一生懸命仕事をすれば自然と薬を始め様々なことについて学ぶことができるのが、薬局薬剤師の良いところです。
それによって仕事の楽しさが増すのも魅力的だと感じています。

最後に

調剤薬局の仕事は、ただ働くだけなら薬剤師の資格さえあれば誰にでもできます。

ただ楽しく毎日を過ごしやりがいを感じるためには、まずは自分にあった職場選びが大切です。
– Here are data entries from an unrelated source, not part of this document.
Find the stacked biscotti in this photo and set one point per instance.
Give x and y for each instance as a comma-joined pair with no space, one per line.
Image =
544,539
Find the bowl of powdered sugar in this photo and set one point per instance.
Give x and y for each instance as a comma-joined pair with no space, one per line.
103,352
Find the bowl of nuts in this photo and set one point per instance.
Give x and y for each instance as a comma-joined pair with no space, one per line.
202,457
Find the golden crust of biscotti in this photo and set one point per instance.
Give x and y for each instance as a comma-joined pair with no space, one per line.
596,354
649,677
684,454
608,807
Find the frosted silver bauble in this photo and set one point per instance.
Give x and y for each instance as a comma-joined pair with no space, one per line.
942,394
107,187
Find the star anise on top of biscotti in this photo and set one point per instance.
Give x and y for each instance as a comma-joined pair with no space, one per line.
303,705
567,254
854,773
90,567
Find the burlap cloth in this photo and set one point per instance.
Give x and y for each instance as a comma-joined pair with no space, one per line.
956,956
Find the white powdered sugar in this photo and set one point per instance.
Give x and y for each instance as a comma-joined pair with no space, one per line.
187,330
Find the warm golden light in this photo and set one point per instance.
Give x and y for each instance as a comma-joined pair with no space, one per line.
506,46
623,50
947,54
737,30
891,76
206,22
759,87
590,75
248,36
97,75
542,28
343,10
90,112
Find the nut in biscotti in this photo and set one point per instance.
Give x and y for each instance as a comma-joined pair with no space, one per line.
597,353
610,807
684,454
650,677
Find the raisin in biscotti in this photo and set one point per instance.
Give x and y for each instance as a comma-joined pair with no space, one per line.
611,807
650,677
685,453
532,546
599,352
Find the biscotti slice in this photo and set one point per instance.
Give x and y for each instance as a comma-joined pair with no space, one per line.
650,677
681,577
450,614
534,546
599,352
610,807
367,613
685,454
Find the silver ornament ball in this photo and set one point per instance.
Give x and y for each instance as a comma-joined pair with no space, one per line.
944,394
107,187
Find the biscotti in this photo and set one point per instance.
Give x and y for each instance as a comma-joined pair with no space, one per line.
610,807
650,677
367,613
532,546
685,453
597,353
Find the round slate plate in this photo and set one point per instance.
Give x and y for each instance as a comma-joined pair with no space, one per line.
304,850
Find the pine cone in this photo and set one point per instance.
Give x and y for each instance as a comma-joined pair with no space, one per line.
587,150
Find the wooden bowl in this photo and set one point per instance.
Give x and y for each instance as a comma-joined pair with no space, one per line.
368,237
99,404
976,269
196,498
働いてみてどうしても合わない…と感じるなら、転職するのも良いと思いますよ。

周りが勉強熱心すぎて合わない…なんて転職理由だって間違ってはいないと思います。
無理して働くことは自分のためにも、患者さんのためにもならないからです。

自分が働いていて「楽しい」「嬉しい」と感じられるポイントが、一つでも多い職場を見つけることが、自然に薬剤師としてのスキルアップに繋がると思いますよ。
体験談を参考に自分が楽しく働ける職場はどんなものかイメージして、転職先を探してみてくださいね!

北海道 30代前半 女性

現在は育児中のため現場から離れていますが、薬剤師の派遣会社、調剤薬局で勤務していました。